Come vede nel suo complesso il quadro terapeutico che stiamo adottando con N.? Come mai gli esiti sono così mediocri? Può aiutarci a migliorare la terapia?Risponde il prof. Leonardo Pinelli, diabetologo pediatra:
Suo figlio rientra in quei soggetti che su base ormonale (secrezione di ormone della crescita che inizia nel tardo pomeriggio e termina dopo la mezzanotte) con iperglicemia conseguente. Se i bambino non presenta altra patologia, infettivo-infiammatoria con insulino resistenza, la dose di insulina complessiva di 0,8 UI /Kg potrebbe essere sufficiente, per un totale con 28 kg di peso di circa 22 UI. L’insulina Lantus iniettata al mattino alla dose di 12-13 UI può essere sufficiente. Infatti, come lei ha ben descritto, se si aumenta la Lantus si ottiene uno scarso controllo della glicemia dopo cena fino alle ore 24 - 01, con rischio di ipoglicemia al risveglio. Per gestire un po’ meglio il problema è opportuno usare prima di cena, al posto della Novorapid (troppo breve la sua copertura) una insulina Novomix 50, che garantisce una insulinizzazione più lunga ma che si esaurisce qualche ora dopo la mezzanotte.

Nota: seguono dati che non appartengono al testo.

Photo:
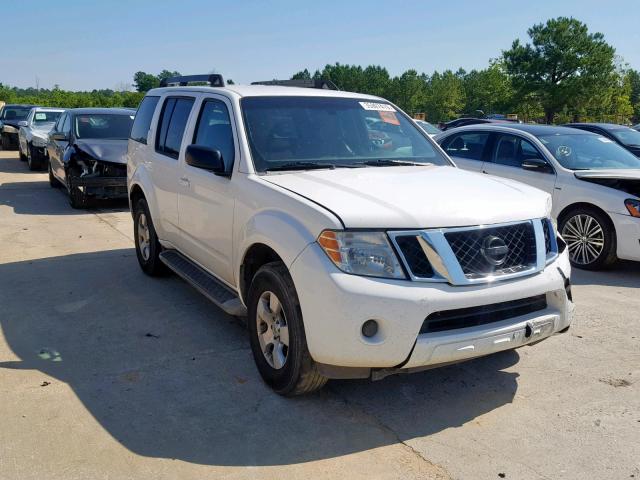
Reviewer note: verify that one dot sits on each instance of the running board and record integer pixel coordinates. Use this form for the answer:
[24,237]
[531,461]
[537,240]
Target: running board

In conclusione io userei come inizio :
MATTINO : Novomix 50: 3 UI, Lantus: 12-13 UI (può anticipare l’iniezione di 4 ore ogni giorno fino ad arrivare al mattino) PRANZO : Novomix 50: 4 UI CENA : Novomix 50: 3-4 UI I pasti devono essere 5:
Colazione : Latte con fette integrali, 1 frutto; Spuntino : Un frutto di stagione; Pranzo : 1 primo piatto con cereali integrali, una porzione di verdura cruda o cotta, un secondo, 1 pane integrale; Spuntino : 1 frutto di stagione; Cena : 1 primo piatto con cereali integrali o legumi, una porzione di verdura cruda o cotta, 1/2 pane integrale. È importante non variare troppo la composizione dei pasti e soprattutto è necessario organizzare un pasto serale leggero e possibilmente con una composizione uniforme.
Non è possibile una sera mangiare un piatto di pasta o legumi ed una sera un secondo.
Quando questo accade (raramente spero) bisogna applicare il (fastidioso) conteggio dei carboidrati.
Ne parli prima col diabetologo del bambino.